Regarding the BGCs responsible for the production of the antimicrobial compounds the transcription of BGC#20 (for bottromycins) displayed contradicting transcriptional responses (up-regulated or no change at 1 h post-induction and down-regulated at 2 h post-induction, Fig. 3), that overall are not in line with the remarkable overproduction observed via the comparative metabolomic approach (Fig. 1, see Discussion). BGC#7a, which shows about 60 % synteny to the antimicrobial lanthipeptide informatipeptin, had an expression pattern that was neither influenced by cellobiose nor cellotriose (Table 2, Fig. 3). Finally, the LFC for BGC#29b associated with germicidins was not lower than the threshold probability value of P≤0.05. The lack of significant expression change did not allow us to correlate transcriptomic data with the marked decrease in germicidin production deduced from the metabolomic analysis (Fig. 1, see Discussion).
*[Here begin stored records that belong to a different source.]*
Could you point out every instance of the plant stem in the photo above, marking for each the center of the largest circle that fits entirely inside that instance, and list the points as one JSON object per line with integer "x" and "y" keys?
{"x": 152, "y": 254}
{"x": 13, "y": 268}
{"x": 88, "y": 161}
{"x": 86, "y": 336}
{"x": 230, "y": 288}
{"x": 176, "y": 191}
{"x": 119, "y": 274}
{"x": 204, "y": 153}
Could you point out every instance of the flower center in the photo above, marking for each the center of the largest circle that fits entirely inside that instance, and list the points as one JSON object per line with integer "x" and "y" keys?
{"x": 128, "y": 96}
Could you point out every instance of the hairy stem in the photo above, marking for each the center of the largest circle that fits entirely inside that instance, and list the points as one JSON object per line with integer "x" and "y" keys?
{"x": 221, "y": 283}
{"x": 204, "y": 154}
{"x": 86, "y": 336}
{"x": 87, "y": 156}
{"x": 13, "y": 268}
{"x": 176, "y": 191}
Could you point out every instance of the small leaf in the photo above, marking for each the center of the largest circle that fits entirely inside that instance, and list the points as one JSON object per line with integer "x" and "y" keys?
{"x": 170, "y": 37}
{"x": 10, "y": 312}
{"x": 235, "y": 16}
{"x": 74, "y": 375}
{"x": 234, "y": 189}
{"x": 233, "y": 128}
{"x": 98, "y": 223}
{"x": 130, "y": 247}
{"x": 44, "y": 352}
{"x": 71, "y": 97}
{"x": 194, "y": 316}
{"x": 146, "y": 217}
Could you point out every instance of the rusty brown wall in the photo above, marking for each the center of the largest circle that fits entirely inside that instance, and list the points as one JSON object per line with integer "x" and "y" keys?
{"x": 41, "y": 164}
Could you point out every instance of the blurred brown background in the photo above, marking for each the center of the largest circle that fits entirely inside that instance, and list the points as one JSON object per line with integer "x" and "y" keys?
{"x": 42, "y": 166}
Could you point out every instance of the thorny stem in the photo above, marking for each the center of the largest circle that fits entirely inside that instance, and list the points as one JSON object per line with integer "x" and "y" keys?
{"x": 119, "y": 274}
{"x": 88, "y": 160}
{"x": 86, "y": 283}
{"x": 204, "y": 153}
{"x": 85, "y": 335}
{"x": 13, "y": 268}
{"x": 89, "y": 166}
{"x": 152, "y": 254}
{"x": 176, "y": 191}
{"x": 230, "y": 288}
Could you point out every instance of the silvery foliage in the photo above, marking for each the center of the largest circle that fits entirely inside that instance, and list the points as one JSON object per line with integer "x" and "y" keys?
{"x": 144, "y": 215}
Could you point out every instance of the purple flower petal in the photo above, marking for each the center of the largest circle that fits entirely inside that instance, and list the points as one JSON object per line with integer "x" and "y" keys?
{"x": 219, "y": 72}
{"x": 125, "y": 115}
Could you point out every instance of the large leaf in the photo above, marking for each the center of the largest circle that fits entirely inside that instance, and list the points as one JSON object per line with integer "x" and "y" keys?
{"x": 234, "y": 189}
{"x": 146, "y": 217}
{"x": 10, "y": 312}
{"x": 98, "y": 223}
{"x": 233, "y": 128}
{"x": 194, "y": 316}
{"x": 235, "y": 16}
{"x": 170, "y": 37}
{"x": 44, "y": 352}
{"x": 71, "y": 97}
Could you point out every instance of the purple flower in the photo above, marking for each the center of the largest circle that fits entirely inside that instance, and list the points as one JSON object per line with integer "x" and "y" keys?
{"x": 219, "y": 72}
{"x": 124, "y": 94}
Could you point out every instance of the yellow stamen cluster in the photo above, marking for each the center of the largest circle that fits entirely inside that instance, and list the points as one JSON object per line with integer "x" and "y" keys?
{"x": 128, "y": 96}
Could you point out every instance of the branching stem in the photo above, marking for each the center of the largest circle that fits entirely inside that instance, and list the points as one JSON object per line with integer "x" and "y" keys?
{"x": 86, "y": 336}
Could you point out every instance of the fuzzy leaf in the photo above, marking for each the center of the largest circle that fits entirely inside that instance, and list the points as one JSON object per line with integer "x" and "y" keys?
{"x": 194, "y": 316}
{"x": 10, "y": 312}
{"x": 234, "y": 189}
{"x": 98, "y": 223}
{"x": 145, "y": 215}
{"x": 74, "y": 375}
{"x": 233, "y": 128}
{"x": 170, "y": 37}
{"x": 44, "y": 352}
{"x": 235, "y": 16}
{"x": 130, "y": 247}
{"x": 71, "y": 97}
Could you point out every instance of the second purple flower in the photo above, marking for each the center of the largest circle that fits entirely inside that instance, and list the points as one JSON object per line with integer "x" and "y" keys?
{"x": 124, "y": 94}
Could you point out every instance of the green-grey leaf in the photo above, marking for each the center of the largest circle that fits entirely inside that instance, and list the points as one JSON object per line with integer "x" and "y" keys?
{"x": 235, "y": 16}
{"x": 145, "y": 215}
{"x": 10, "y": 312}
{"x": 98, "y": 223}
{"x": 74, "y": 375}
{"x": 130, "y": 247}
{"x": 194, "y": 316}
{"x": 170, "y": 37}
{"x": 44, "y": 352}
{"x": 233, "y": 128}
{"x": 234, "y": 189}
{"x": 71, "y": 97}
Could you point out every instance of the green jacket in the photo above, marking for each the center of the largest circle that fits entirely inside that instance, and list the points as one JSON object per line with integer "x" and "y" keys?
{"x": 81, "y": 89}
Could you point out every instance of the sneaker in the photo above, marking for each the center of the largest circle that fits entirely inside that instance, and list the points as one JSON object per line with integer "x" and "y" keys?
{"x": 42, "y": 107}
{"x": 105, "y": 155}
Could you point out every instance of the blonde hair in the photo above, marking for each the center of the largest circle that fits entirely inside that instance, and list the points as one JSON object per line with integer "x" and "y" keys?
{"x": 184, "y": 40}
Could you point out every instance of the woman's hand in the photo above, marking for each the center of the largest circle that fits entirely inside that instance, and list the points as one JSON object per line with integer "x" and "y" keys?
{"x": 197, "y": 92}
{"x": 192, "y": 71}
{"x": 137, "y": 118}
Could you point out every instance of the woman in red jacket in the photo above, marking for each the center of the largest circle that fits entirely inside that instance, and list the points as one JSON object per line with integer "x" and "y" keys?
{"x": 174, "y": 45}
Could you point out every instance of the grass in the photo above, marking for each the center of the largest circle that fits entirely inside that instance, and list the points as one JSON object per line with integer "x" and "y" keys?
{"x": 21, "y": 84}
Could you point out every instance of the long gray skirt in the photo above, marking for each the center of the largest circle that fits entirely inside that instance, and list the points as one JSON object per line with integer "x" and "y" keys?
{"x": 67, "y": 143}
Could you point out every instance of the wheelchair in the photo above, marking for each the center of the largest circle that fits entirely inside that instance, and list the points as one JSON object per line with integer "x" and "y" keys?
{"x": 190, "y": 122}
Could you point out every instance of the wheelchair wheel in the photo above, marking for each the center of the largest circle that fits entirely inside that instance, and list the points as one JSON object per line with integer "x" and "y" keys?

Regarding the nine BGCs which belong to the so-called core metabolome of species, the addition of cello-oligosaccharides only significantly influenced the expression of BGC#5 (2-methylisoborneol), BGC#12 (geosmin), and BGC#22 (melanin) (Fig. 3, Table 2). The effect of both inducers on the expression of the desferrioxamine BGC – which is part of the core metabolome – has already been discussed in the section associated with siderophore BGCs. Cellobiose and cellotriose both activated expression of BGC#5 at almost the same level – around 1.6-LFC, whereas only cellotriose had an impact on the expression of the biosynthetic genes of BGC#22 with an average of 2.8-LFC upregulation. Regarding the osmoprotectant ectoine (BGC#24 in Table 1), we observed a weak but significant reduced expression in cellobiose which does not correlate with the overproduction measured via the metabolomic approach (Figs 1 and S1).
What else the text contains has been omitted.